If you change yarn parameters in hf_config_overrides after a conversion has been cached (for example, adjusting the YaRN factor), set:

policy:
  megatron_cfg:
    force_reconvert_from_hf: true  # Default: false

This re-runs the HF → Megatron conversion and overwrites the cached checkpoint. It is equivalent to deleting the cached directory and rerunning. See also the Training Backends design doc for background on the checkpoint cache.

Example Recipes#

Two end-to-end YaRN recipes ship with NeMo RL:

Launch them the same way as any other recipe:

uv run examples/run_sft.py \
    --config examples/configs/recipes/llm/sft-qwen3-0.6B-1n8g-megatron-yarn-64k.yaml

uv run examples/run_grpo_math.py \
    --config examples/configs/recipes/llm/grpo-qwen2.5-1.5B-4n8g-megatron-yarn-256k.yaml

Practical Tips#

  • Set context parallelism appropriately. Long sequences typically require policy.megatron_cfg.context_parallel_size > 1. The 256K recipe uses context_parallel_size: 32; the 64K recipe uses 8.

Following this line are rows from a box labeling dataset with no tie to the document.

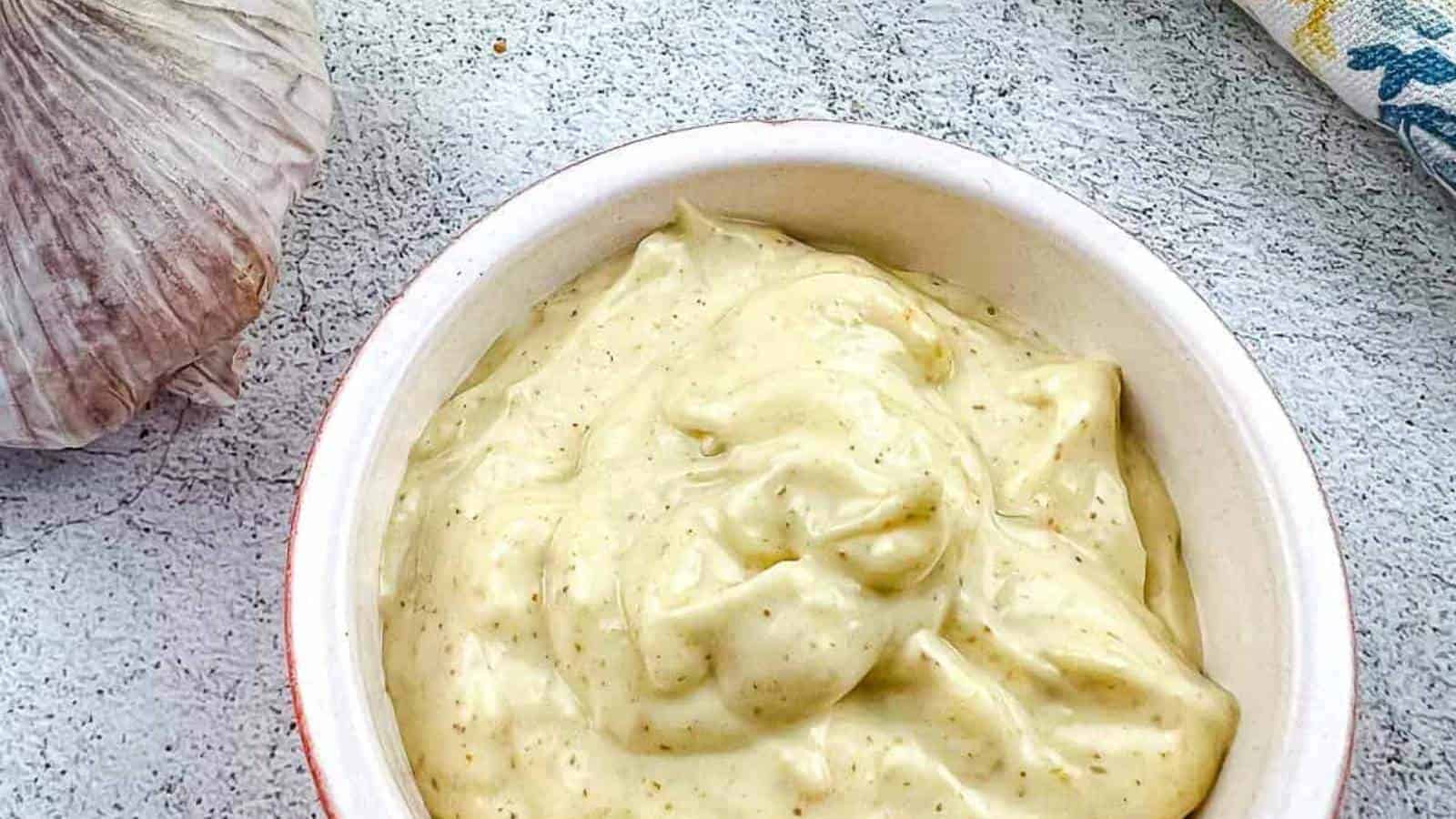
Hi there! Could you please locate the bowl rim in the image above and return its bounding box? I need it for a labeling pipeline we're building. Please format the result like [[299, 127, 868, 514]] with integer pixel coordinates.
[[282, 118, 1359, 819]]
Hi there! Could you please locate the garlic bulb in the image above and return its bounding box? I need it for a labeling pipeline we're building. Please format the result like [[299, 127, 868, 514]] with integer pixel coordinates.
[[0, 0, 333, 449]]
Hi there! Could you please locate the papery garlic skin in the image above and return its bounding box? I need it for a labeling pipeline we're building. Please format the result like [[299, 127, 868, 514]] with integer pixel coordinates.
[[0, 0, 333, 449]]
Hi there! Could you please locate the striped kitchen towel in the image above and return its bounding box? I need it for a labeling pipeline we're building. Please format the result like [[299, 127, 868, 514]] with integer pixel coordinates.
[[1238, 0, 1456, 196]]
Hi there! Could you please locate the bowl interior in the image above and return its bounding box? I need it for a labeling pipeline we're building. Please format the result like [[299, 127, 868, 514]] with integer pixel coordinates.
[[289, 126, 1349, 819]]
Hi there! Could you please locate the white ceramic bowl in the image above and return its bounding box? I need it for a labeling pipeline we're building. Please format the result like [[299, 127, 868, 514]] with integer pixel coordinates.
[[286, 123, 1356, 819]]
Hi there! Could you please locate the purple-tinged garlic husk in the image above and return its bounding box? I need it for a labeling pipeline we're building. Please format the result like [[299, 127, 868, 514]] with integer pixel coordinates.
[[0, 0, 333, 449]]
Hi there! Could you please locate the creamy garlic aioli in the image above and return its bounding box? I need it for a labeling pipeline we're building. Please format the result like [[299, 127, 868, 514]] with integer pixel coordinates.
[[380, 206, 1238, 819]]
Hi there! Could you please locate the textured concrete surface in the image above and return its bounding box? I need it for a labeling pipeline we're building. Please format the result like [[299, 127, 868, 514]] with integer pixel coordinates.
[[0, 0, 1456, 817]]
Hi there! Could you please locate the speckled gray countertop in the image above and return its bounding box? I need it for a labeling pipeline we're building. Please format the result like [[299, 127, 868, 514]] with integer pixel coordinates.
[[0, 0, 1456, 817]]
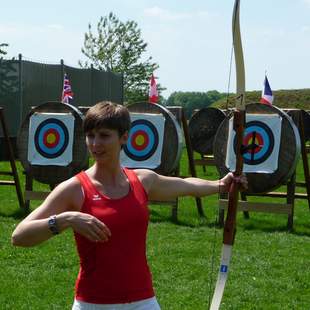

  • Check make_sequence_length_divisible_by. Long-context recipes usually need a larger divisor (e.g. 64 at 256K) so sequences align with CP/TP shapes.

  • Keep override configs identical across trainer and generator. Because hf_config_overrides flows into both Megatron and vLLM, editing only one side will cause mismatched RoPE behavior.

  • Reconvert after changing overrides. Cached checkpoints are keyed by override hash, so a new hash produces a new cache entry — but if you deliberately mutate an existing cache path, use force_reconvert_from_hf: true.